1 July 1999, Volume 1, Number 24
SERBIAN CHURCH LEADERS CALL SERBIA'S WAR A CRIME. Leaders of the Serbian Orthodox Church condemned Yugoslav President Slobodan Milosevic as "the root of all evil" on June 28, the 10th anniversary of Milosevic's fiery speech on the 600th anniversary of the Serbian defeat by the Turkish forces in Kosova. Then Milosevic pledged to hundreds of thousands of Serbs bussed to the battlefield site that "no one will beat you again," and his words ushered in a decade of conflict. Now Patriarch Pavle, head of the Church, declared: "If the only way to create a greater Serbia is by crime, then I do not accept that, and let Serbia disappear. Milosevic has done a lot of evil to everyone, but he has done the most evil to the Serbian people," said Artemiye, the bishop of Kosova. The two clergymen repeated the Church Synod's earlier call for Milosevic's resignation, and they sent letters with the same message to parish priests who are encouraged to read them to their congregations. The two leaders condemned the violence against both ethnic Albanians and Kosova Serbs. Bishop Artemiye called the latter "understandable." "What is not understandable," he continued, "is the suffering caused by the undemocratic regime of Milosevic." He faulted Milosevic not for losing the war but for failing to resolve problems peacefully. The patriarch and the bishop called on NATO to step up its efforts to protect Serbs, whom they urged not to flee Kosova. They said that in the two weeks since NATO's arrival, four monasteries and churches were desecrated or burned and one priest abducted.
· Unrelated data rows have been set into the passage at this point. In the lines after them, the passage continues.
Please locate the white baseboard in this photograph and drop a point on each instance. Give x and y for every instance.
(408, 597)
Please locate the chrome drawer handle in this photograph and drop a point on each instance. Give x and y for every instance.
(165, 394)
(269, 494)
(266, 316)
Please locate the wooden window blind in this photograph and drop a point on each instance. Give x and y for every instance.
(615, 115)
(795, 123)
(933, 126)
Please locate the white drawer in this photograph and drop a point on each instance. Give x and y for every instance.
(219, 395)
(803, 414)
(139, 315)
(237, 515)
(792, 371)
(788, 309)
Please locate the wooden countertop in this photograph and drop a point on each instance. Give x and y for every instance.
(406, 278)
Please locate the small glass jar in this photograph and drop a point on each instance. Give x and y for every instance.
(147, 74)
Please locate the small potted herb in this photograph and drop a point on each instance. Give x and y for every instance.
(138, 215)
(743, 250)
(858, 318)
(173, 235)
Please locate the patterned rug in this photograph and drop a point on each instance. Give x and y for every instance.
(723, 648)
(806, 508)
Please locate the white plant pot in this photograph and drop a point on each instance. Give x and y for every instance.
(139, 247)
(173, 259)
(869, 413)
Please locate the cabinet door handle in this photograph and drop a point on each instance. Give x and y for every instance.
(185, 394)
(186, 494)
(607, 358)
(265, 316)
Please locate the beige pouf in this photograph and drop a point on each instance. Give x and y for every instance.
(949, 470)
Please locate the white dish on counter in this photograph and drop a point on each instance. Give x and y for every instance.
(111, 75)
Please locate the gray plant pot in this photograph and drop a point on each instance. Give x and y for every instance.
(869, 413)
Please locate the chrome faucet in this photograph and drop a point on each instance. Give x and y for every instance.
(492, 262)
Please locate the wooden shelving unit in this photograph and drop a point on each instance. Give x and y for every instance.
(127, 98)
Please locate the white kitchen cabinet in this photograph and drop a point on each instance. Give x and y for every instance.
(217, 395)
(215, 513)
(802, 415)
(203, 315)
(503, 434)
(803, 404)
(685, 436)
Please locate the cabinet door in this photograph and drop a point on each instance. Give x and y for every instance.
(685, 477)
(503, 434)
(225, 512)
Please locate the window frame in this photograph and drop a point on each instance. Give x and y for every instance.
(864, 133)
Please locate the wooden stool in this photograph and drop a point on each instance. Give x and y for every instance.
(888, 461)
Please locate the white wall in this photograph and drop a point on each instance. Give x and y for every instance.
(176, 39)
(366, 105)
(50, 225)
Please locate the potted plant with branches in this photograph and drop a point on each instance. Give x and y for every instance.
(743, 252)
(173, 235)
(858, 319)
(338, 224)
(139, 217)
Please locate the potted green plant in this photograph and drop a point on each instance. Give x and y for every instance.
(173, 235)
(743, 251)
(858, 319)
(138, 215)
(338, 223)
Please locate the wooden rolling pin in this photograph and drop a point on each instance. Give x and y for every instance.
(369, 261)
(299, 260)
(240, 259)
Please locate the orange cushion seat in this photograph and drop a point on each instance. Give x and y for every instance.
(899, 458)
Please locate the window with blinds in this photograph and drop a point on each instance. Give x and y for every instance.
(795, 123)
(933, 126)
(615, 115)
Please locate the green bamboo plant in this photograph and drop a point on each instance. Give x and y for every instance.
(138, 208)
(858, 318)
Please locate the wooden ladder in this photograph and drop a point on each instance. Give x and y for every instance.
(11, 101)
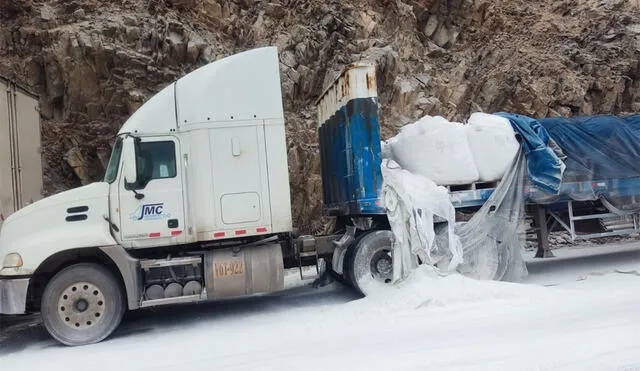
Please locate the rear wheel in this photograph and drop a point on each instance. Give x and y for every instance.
(370, 262)
(82, 304)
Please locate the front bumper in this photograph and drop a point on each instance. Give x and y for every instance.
(13, 295)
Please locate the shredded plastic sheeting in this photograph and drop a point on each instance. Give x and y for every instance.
(437, 149)
(493, 145)
(488, 246)
(492, 246)
(413, 204)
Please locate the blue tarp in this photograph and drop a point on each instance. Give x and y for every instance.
(596, 148)
(543, 165)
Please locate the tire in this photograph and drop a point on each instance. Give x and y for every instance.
(82, 304)
(370, 262)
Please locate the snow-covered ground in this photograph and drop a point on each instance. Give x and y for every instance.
(578, 311)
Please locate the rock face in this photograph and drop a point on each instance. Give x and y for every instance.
(94, 62)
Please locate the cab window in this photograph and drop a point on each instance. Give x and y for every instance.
(156, 160)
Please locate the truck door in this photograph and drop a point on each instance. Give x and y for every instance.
(153, 215)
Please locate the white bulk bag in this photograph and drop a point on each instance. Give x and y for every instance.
(437, 149)
(493, 145)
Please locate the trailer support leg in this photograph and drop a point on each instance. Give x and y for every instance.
(540, 218)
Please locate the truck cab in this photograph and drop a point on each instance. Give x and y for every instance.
(195, 204)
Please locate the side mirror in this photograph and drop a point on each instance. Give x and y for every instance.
(129, 169)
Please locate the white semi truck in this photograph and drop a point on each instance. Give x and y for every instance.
(195, 204)
(20, 159)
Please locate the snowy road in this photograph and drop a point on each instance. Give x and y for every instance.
(579, 311)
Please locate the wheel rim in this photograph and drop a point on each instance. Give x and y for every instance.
(382, 266)
(81, 305)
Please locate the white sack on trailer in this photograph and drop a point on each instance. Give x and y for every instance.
(437, 149)
(493, 145)
(486, 247)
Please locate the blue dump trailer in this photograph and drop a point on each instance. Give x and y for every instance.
(596, 197)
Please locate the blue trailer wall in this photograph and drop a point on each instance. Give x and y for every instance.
(350, 159)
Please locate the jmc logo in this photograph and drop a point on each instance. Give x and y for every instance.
(149, 212)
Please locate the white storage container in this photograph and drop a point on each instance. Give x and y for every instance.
(437, 149)
(493, 145)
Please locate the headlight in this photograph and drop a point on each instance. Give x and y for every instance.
(13, 260)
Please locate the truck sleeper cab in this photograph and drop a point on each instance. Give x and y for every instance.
(194, 206)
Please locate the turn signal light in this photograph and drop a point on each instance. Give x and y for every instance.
(13, 260)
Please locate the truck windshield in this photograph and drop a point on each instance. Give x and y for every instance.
(112, 170)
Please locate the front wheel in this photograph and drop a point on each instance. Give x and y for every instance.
(82, 304)
(371, 262)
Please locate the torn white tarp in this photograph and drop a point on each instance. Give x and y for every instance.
(422, 220)
(413, 203)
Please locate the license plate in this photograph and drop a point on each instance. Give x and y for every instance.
(228, 268)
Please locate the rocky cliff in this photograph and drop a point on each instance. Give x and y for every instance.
(94, 62)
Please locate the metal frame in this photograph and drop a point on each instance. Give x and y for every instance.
(570, 225)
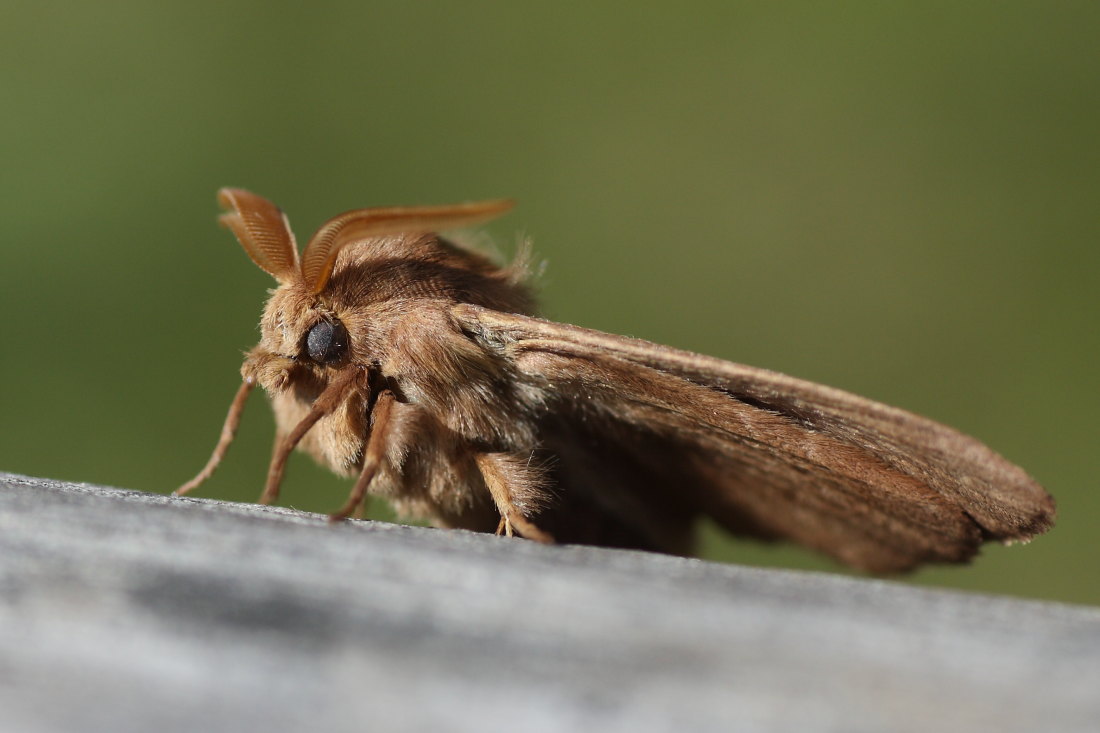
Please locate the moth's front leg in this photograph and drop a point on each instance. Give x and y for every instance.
(514, 487)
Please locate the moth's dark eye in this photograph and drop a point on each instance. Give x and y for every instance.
(327, 341)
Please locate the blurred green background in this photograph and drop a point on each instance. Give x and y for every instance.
(900, 199)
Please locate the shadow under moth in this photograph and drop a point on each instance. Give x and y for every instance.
(393, 354)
They warned that if the peacekeepers do not act now, Kosova could "become an ethnically-cleansed territory, which will be a serious blow and defeat to the international community."
KLA ABUSES PROTESTED. "Some members of the Kosova Liberation Army [UCK] are committing violent abuses against ethnic Serbs and, in some cases, ethnic Albanians and Roma in Kosova," but the evidence is "insufficient to prove a policy of revenge or forced expulsion" by the UCK, Human Rights Watch announced on June 25 in New York. The statement followed a week of investigation in Orahovac, Prizren, and Pec, which revealed UCK involvement in five murders, four abductions, one rape, and 14 detentions, including beatings. HRW explained the motivation as a desire to retaliate for Serbian atrocities and to force Serbs out of Kosova.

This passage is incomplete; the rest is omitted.